34) I usually order eggs over medium, although egg whites scrambled hard has been coming up more lately.

35) I generally avoid reading the news, because I think it’s all bullshit, but also so people who read the news far too much flip out and think I’m some kind of heathen because I don’t read as many ads disguised as news as they do.

36) I’ve never had a problem reading in a car (as a passenger, not while driving), although I keep meeting people who find this amazing because they get horribly carsick when they do it.

37) Calculus II was the demise of my computer science degree in college.  I blame it on a lack of trig knowledge – I think I was asleep that semester in high school.
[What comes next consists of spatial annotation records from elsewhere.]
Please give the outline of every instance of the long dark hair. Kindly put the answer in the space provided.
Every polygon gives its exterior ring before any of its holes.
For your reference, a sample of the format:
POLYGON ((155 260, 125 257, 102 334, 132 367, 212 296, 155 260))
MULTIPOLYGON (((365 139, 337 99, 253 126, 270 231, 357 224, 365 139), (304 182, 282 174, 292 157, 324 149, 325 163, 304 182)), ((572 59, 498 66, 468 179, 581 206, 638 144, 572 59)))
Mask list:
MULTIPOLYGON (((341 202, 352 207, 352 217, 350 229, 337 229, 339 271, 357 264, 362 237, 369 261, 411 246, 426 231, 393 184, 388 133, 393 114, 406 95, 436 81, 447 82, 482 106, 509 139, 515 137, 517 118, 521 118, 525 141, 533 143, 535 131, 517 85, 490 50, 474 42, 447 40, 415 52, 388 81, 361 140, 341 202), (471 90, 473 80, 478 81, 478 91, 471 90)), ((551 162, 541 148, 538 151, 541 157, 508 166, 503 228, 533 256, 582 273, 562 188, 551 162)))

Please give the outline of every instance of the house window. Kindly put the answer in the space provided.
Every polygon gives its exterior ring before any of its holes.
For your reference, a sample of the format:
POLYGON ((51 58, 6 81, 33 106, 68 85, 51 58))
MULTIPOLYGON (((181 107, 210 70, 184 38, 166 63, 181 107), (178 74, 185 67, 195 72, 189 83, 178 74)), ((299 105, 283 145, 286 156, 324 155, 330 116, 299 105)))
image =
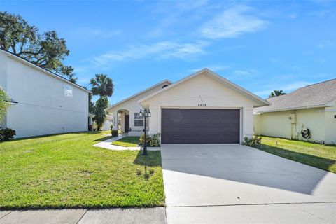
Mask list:
POLYGON ((134 126, 144 126, 144 118, 141 117, 139 113, 134 113, 134 126))
POLYGON ((72 98, 72 86, 64 84, 64 97, 72 98))

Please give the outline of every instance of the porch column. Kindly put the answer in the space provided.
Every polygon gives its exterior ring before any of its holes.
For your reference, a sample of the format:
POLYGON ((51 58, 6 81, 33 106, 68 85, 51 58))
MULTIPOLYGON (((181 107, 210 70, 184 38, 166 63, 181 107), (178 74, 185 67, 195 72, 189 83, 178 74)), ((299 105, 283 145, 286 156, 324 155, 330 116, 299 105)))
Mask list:
POLYGON ((113 125, 113 130, 118 131, 118 111, 112 112, 113 120, 112 124, 113 125))

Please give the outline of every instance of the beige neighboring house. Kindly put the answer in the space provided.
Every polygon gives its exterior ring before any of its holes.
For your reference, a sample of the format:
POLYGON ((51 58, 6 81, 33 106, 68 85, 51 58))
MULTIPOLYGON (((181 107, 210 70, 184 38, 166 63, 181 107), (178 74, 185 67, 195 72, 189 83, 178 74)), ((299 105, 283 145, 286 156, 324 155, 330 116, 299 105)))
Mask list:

38) I’m starting to see the occasional grey hair, which means it’s all going downhill from here.  At least I have hair.  I’ve had a receded hairline since, well, ever, but it hasn’t changed at all.  Everyone that used to give me shit about “losing my hair” when I was 20 is now bald.

39) I’ve lived in 7 states and 10 cities (11 if you consider Manhattan and Astoria to be two different cities, which from a tax perspective they aren’t, but if you go by ZIP codes, they are.) I’d like to stay in California, although there are a lot of things about LA I like.  And that stupid House Hunters International show has me thinking I should buy a castle in Estonia for $48,000, but I’m a big fan of indoor plumbing.

40) I can’t believe I could make a list of 40 things, but I can’t believe I have hit 40, either.

So there you have it. 40. Happy birthday to me, and also happy birthday to Bill Perry and all of the others that share 1/20 with us.  Congratulations to everyone who read this far, and thanks for reading this thing in general. And now, I am off to the desert to eat too much and lose a few bucks at the tables.


Comments

3 responses to “40”

  1. Belated Happy Birthday!

  2. Do you have a picture of the feet? I want/need to see them, but then again I don't. Three books from 1993 that pulled me towards writing: Sexus, The Autobiography of Malcolm X, and All the King's Men.